Some, including the forensic scientist, Edward Blake, say that represents the stubborn refusal of public officials to admit they made a mistake and sentenced an innocent man to death. "The only objective evidence [in the case] is the sexual assault evidence," argues Blake, "and that evidence has spoken as loudly as any evidence could speak." And in this case, Blake says, the evidence clearly demonstrated Washington's innocence and the state's error.

But on the broader issue of DNA analysis as a final finder of truth, Blake is more cautious. "It helps establishes a fact," he says, "and that's it." And fact, he argues, doesn't always lead to the truth. Consider the trial of O.J. Simpson in which prosecutors presented a wealth of credible DNA blood-evidence that linked Simpson to the murder of his wife and her companion. Simpson's defense team, which included Blake as an advisor, couldn't challenge the DNA science, so they challenged how it was interpreted; and accused police and prosecutors of tainting the evidence - even planting it. Blake says the blood evidence in the Simpson case was clearly an important component. "But when the entirety of the case in compromised by the way the government conducts its affairs," he says, "reasonable doubt raises its ugly head." In other words, the case showed that in the hands of skillful lawyers like Barry Sheck and Peter Neufeld, DNA is just one piece of evidence among many.

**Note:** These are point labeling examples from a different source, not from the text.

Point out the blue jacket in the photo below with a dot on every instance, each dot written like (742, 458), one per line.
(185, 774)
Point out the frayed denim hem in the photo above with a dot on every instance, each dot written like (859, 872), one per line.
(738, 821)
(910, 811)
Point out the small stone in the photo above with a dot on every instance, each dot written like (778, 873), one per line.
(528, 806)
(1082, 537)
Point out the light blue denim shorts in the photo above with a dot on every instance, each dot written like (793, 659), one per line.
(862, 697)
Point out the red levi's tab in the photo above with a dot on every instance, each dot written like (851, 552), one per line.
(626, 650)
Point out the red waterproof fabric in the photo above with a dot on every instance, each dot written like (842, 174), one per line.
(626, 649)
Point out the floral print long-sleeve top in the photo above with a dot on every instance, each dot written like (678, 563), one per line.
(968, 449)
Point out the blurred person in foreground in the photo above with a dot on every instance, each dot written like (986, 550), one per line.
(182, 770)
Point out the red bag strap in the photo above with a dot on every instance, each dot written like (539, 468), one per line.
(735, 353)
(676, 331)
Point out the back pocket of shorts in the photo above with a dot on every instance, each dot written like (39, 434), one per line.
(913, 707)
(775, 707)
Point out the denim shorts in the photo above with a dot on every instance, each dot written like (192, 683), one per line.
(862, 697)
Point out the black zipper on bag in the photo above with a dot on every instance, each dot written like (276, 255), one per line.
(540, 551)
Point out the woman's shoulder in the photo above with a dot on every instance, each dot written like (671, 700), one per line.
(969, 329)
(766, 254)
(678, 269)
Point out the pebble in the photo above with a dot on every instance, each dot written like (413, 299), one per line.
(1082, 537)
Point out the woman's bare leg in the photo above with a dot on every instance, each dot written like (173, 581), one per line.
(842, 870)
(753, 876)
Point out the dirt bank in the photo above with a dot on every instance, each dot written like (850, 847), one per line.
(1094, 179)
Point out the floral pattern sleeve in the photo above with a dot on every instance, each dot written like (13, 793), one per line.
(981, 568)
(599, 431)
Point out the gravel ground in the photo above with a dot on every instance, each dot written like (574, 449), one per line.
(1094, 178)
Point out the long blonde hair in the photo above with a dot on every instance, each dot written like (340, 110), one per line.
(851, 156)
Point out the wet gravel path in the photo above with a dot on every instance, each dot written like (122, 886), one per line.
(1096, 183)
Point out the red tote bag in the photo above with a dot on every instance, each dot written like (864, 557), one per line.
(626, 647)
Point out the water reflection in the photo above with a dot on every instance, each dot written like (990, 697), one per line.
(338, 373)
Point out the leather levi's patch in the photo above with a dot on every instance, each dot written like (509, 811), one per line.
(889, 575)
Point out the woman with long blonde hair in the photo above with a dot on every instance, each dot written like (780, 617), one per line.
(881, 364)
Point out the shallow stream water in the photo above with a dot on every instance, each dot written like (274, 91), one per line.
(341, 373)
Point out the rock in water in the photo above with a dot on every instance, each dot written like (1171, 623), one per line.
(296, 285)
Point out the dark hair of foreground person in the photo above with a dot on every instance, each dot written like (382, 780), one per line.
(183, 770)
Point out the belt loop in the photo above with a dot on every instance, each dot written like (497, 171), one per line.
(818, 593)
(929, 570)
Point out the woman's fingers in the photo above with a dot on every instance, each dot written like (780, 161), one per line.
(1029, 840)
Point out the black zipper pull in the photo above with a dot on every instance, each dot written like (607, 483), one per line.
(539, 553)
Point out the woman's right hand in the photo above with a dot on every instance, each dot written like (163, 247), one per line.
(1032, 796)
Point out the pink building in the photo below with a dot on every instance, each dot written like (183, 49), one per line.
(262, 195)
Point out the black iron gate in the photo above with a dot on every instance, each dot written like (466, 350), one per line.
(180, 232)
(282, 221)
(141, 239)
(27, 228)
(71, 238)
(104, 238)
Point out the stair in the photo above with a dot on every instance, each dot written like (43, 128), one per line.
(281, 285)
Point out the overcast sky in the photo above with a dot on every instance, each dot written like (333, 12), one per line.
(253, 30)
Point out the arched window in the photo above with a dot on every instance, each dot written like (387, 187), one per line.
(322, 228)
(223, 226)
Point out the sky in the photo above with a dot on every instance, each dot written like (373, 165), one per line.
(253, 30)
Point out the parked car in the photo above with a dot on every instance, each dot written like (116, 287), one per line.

Since the mid-1980s, DNA testing has led to a number of spectacular exonerations of the falsely convicted. But as a prosecutorial tool it has led to many more arrests and convictions. At the Virginia State crime lab, which houses the nation's first and largest DNA databank, Dr. Paul Ferrara says his staff averages almost two "cold hits" a day - when they match DNA evidence from a crime scene with the profiles stored in their computers. "It happens daily now," Ferrara says with a good deal of pride.
During our visit, Ferrara takes us into a "codis room," where forensic scientist Bob Scanlon uses a computer to work on an unsolved rape case from 1996 that hadn't been subjected to modern DNA testing until now. Sperm from the victim produced to a DNA-profile that's now being compared to nearly 200,000 profiles in the databank. Scanlon watches rows of numbers fill his screen. Then, as Ferrara leans over his shoulder, Scanlon points to one set of figures that are flashing. "That's probably a good hit," he says. This cold hit will provide a name of a suspect, as well as probable cause that will permit police to seek an arrest. Ferrara says cold hits like this also often lead to quick convictions. "When confronted with a strong case that includes DNA," he says, "a lot of people recognize they're better off taking a plea than fighting it."

The state of Virginia is expanding its DNA databank to make it even more effective. Under a new law, the state plans to take saliva-based DNA not only from convicts, but from everyone arrested for a violent crime. Jerry Kilgore, Virginia's Attorney General who sponsored the new DNA law, says it will enlarge the data bank and give law enforcement officials a chance to catch violent offenders more quickly. "It's a public safety issue," according to Kilgore, who says the new law will provide "a better opportunity to determine if we have a serial killer, or if we have someone who has committed crimes over and over again."